Like with the signature on the original PAJOAH comfort letter that the minister dismissed, the document said to be a photocopy of the DSH Agreement also bore what looks exactly like the prime ministers official signature on every page.
And like the economic development minister, the prime minister also categorically dismissed it as Fake News.
Since their original denials and dismissals, the government has maintained deafening silence on related matters; the prime minister and the minister treating them like figments of fertilized imagination.
But like with several other controversial issues coming to the fore in the heat of an election campaign that neither of the two major parties can afford to lose, this issue is not about to run away.
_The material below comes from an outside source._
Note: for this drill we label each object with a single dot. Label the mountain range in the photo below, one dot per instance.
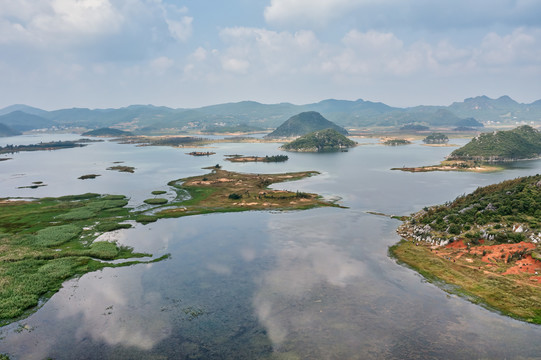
(471, 112)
With general elections around an invisible corner, only time will surely tell whether the issues of accountability and transparency being raised by more than just opposition politicians are based on mere imaginative figments of mindless people, or fruitful suppositions worth nurturing.
Since the latest online PAJOAH episode, there have been several other similar allegations, this time related to deals involving compulsory government acquisitions on the eve of the expiry of the government’s five-year term next month.
For example, the government is being challenged on the arrangements relating to the sale of a near-derelict building formerly called the Daher Mall at Bois d’Orange and acquisition of the Anse Jambette (Anse la Raye) property owned by the heirs and successors of the late ‘Chef Harry’, where the government originally intended to locate a controversial dolphin park.
In all the finger-pointing, no one has directly accused anyone of corruption or improper, irregular or illegal behaviour, but the issues and documents revealed by the accusers and complainants raise many questions definitely needing answers.
The alleged comfort letter has obviously brought much discomfort to the government and the ruling United Workers Party (UWP).
So what next?
It’s impossible to predict accurately, but it would certainly be very helpful – even if – only for the government and the UWP’s reputation during what’s left of the election campaign – for the prime minister (as minister of finance) to end the speculation by simply clarifying the issues.
By indicating whether any of the projects described in the alleged ‘comfort letter’ and other circulated pieces of related ‘correspondence’ got off the ground – and indicating what’s their current status.
Now, that shouldn’t be so hard! Should it?